I have been using dplyr and filter to create a conditional mutation based on several factors. However instead of just returning the filtered results, I need this new column to be the same length as the original dataset.

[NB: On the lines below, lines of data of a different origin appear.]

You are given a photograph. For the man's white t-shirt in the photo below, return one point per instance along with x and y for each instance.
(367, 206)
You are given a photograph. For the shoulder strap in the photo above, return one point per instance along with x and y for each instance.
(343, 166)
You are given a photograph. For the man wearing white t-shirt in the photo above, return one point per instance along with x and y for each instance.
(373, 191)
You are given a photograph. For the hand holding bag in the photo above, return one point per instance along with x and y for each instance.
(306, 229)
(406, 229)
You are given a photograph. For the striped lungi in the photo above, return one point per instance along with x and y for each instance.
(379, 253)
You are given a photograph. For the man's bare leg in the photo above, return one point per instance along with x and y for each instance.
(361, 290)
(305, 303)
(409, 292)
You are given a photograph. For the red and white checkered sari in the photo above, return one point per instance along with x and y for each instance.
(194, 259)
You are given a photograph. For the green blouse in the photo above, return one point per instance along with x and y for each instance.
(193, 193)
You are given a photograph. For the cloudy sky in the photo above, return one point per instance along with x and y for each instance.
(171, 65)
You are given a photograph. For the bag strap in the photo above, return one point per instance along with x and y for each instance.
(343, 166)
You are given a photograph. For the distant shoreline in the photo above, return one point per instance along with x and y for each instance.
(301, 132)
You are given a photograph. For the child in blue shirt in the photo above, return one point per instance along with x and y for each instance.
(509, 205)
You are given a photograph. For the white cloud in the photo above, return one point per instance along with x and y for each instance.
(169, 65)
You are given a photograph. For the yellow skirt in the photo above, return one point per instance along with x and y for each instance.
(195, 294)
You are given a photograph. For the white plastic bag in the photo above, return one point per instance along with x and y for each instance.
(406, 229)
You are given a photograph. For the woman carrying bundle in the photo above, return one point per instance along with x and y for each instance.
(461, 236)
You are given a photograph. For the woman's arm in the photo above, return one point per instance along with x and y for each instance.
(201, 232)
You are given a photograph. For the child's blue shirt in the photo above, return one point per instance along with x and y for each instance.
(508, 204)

Using the example data below: I want to create a new column called Result and label rows as "pass" for each Condition where Value for at least two distinct Names is greater than 3, otherwise label as "fail". note-I'd like to keep the data in long format.
Example data my effort:
data <- tibble(
Condition = c(rep("Apple", 20),rep("Banana", 20),rep("Cherry", 20),rep("Pear", 20)),
Names = c(rep("John", 5),rep("Paul", 5), rep("George", 5), rep("Ringo", 5), rep("John", 5),rep("Paul", 5),rep("George", 5),rep("Ringo", 5), rep("John", 5),rep("Paul", 5),rep("George", 5),rep("Ringo", 5),rep("John", 5),rep("Paul", 5),rep("George", 5), rep("Ringo", 5)),
Value = c(rep(3, 5), rep(2, 5), rep(1, 5), rep(2, 5),rep(5, 5),rep(3, 5), rep(3, 5),rep(4, 5), rep(4, 5),rep(2, 5),rep(2, 5),rep(6, 5),rep(2, 5),rep(5, 5),rep(1, 5),rep(1, 5)))
x <- data %>%
filter(Value >= 3) %>%
group_by(Condition) %>%
mutate(Result = ifelse(n_distinct(Names) >1, "pass", "fail"))
What I'm after:
desired <- tibble(
Condition = c(rep("Apple", 20),rep("Banana", 20),rep("Cherry", 20),rep("Pear", 20)),
Names = c(rep("John", 5),rep("Paul", 5), rep("George", 5), rep("Ringo", 5), rep("John", 5),rep("Paul", 5),rep("George", 5),rep("Ringo", 5), rep("John", 5),rep("Paul", 5),rep("George", 5),rep("Ringo", 5),rep("John", 5),rep("Paul", 5),rep("George", 5), rep("Ringo", 5)),
Value = c(rep(3, 5), rep(2, 5), rep(1, 5), rep(2, 5),rep(5, 5),rep(3, 5), rep(3, 5),rep(4, 5), rep(4, 5),rep(2, 5),rep(2, 5),rep(6, 5),rep(2, 5),rep(5, 5),rep(1, 5),rep(1, 5)),
Result = c(rep('fail',20),rep('pass',20),rep('pass',20),rep('fail',20))
)
Thanks
CodePudding user response:
We can use n_distinct() and subset the data inside the call to n_distinct().
library(dplyr)
output<-data %>%
group_by(Condition) %>%
mutate(Result = ifelse(n_distinct(Names[Value>3])>1,
'pass',
'fail')) %>%
ungroup
identical(output, desired)
[1] TRUE